Warm-up questions usually either address material we handled during last class, or material you were to read in preparation for class, or you are supposed to answer questions based on your common sense alone. Please answer each question in three or more sentences. It is OK to answer 'I don't know' - but try to tell me why you are confused! No late Warm Ups are accepted for any reason, and only those submitted electronically through this web page (or by email, if the web page has technical problems) are considered.

## Question 1

Choose one of the three values p=0.15, p=0.5, or p=0.7. Please adjust the two values of n=6 and your p in the two textboxes at the bottom of the applet. Then play 10 rounds of RANDOM NIM(6,p) with 6 stones and the probability you have chosen above. This probability is the probability that a stone is taken between the rounds of you and the computer taking some stones. After this, you may have a feel for the game.
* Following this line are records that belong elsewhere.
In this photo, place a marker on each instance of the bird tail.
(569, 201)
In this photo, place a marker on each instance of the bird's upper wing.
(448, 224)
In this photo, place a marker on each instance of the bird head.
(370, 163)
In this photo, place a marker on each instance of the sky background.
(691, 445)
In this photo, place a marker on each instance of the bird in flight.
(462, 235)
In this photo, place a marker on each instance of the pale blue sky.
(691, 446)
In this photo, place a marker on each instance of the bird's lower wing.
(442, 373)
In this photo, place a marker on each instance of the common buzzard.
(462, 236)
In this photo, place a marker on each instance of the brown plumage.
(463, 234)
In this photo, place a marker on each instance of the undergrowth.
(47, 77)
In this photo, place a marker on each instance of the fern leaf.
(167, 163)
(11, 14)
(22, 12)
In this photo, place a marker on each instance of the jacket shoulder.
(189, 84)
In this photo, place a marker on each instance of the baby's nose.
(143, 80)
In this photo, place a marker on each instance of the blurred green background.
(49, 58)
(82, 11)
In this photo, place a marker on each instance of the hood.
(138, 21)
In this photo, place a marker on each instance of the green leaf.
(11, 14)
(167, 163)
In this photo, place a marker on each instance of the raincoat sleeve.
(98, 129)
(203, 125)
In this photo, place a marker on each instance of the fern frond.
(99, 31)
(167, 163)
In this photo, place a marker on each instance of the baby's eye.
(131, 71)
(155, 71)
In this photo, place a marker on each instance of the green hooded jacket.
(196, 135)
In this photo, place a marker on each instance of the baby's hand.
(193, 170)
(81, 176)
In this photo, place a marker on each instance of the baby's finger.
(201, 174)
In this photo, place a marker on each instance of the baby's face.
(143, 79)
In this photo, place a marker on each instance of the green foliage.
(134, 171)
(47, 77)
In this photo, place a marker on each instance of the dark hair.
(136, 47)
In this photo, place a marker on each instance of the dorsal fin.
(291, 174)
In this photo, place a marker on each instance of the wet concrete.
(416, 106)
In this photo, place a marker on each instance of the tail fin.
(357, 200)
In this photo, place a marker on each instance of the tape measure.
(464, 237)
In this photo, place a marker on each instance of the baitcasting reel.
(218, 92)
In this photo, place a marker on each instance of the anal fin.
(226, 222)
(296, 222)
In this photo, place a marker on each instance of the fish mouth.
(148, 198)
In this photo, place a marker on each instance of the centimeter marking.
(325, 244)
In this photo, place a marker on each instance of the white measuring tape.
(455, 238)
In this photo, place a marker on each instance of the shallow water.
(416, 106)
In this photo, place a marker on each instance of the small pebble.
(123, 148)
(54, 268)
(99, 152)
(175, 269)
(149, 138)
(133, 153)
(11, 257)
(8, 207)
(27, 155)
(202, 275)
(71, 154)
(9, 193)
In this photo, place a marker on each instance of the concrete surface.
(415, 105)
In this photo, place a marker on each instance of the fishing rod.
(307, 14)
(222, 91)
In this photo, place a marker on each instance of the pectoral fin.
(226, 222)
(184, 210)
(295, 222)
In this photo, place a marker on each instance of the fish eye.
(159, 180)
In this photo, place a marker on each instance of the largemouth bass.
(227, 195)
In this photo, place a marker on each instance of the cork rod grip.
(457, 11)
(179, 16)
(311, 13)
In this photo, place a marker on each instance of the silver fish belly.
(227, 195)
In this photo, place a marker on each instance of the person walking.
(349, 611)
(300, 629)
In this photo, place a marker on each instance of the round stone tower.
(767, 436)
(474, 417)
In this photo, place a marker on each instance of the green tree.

Then play 20 rounds. Tell me the result of these 20 rounds. How much did you win, how much did you lose? Explain how you played. Did you start taking one or two stones?

If the applet doesn't work, just tell me.

## Question 2

Five pirates have to decide decide how to distribute 100 gold coins they have found. They do it according to the following rules. In each round they sit in a circle and rotate a bottle of rum. The one to which the bottle pointgs has to propose a distribuation of the coins. This proposal is voted on, with the proposer voting too, and even deciding in case of a tie. That implies that in case of only two pirates, the proposal will always win, and in case of four pirates, the proposer needs only one of the others voting for the proposal. If the propsal wins, everything is settled. If not, the proposer is thrown into the water and dies, and the next round starts. Assume that the pirates value their life worth 200 gold coins, and prefer throwing somebody overboard if everything else is equal (are playing the "hostile" variant).

What would you propose if the bottle points on you and there are 2, 3, 4, or 5 pirates left?

## Question 3

We play the variant of the Pirates Game discussed above, but this time the pirates are really fierce, and consider their own life only to be worth 10 gold coins.

What would you propose if the bottle points on you and there are 2, 3, 4, or 5 pirates left?